Lorsqu'on se place sur le vrai terrain des causes de la révolution, sur celui que nous avons choisi, on voit comment une si haute volonté est venue; on voit qu'il a fallu quatorze siècles d'une activité toujours la même, pour faire cette fière nation, qui, d'elle-même et sans chef, s'est mise un jour à penser et à agir comme un seul homme. Alors l'idée révolutionnaire a une histoire qui est celle du monde, et où nous apprenons, en même temps, pourquoi chaque peuple est à la place qu'il occupe, et pourquoi notre nation est la première entre les nations modernes. Alors on lit que l'idée révolutionnaire a un droit antérieur à tous les droits qui s'élèvent et luttent contre elle : car toutes les dynasties existantes aujourd'hui, toutes, sont sorties d'un service qui lui a été rendu, et ont été sacrées à ce titre. Quelle passion, quelle colère, quel préjugé ne restera confondu et muet à ce spectacle!

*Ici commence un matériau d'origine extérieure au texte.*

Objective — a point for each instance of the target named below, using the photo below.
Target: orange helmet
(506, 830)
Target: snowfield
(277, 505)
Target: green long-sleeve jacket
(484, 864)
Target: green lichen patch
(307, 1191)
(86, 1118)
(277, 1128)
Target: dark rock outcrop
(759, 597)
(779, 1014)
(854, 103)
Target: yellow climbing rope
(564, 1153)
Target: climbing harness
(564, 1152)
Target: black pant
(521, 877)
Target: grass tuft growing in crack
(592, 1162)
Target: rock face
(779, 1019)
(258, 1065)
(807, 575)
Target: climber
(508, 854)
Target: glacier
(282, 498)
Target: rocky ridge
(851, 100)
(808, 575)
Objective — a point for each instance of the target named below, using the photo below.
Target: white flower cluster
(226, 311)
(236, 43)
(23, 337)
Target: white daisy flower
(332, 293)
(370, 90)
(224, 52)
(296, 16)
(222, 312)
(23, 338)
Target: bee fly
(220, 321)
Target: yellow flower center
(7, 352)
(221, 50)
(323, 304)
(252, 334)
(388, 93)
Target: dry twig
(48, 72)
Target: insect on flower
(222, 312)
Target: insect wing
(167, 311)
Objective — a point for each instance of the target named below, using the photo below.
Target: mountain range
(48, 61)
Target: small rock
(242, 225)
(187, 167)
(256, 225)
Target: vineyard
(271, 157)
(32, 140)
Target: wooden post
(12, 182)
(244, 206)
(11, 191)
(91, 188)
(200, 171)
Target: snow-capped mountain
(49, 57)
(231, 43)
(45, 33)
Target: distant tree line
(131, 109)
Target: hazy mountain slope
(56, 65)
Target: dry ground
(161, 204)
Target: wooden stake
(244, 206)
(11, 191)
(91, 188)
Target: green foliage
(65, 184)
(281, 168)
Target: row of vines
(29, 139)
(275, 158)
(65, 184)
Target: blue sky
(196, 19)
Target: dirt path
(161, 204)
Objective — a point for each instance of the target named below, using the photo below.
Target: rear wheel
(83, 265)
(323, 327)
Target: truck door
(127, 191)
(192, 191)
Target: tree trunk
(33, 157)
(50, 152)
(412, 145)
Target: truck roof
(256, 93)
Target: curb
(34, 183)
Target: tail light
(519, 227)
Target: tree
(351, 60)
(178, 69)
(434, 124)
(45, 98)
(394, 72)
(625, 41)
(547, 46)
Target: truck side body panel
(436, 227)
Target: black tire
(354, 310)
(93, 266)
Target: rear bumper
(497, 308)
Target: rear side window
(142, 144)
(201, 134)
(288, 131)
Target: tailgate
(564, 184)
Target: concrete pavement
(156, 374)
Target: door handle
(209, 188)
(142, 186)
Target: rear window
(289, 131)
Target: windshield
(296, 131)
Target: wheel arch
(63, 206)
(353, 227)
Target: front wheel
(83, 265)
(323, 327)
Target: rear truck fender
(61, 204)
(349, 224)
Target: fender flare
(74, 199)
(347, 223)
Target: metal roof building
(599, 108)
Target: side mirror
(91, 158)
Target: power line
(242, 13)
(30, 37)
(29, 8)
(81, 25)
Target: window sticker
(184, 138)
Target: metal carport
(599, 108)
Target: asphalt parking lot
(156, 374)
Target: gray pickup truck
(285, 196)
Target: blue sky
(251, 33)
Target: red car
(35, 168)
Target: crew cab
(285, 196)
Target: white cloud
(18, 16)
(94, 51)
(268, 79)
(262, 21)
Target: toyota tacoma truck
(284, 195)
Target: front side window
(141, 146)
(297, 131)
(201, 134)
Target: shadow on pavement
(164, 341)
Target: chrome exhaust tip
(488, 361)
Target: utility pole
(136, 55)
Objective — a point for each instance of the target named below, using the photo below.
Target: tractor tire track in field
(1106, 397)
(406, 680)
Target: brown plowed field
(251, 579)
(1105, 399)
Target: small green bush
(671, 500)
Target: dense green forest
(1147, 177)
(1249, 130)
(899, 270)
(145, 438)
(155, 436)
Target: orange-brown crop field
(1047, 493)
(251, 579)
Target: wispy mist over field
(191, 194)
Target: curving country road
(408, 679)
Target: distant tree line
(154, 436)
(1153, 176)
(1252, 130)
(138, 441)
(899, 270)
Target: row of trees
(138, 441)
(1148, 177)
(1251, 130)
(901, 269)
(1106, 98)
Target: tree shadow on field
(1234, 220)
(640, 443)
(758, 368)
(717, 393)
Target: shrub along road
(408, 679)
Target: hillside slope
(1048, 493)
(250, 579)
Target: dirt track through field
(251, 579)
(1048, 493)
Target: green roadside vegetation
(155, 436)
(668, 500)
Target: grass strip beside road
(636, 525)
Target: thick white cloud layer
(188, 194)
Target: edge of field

Ainsi, c'est pour donner au fait révolutionnaire sa véritable valeur et toute son autorité, que nous avons passé sur les inconvéniens d'avancer, dans le commencement d'un ouvrage qui est rédigé dans l'espérance d'une grande publicité, une idée qui est rigoureusement vraie, sans doute, mais qui, par sa nouveauté, pourra repousser quelques esprits, et nuire au succès de notre publication. Elle nous était d'ailleurs indispensable comme introduction à l'esquisse de l'histoire des Français qui va suivre. Il n'est plus permis aujourd'hui à personne, et à nous moins qu'à d'autres, de dépouiller les faits de leur but.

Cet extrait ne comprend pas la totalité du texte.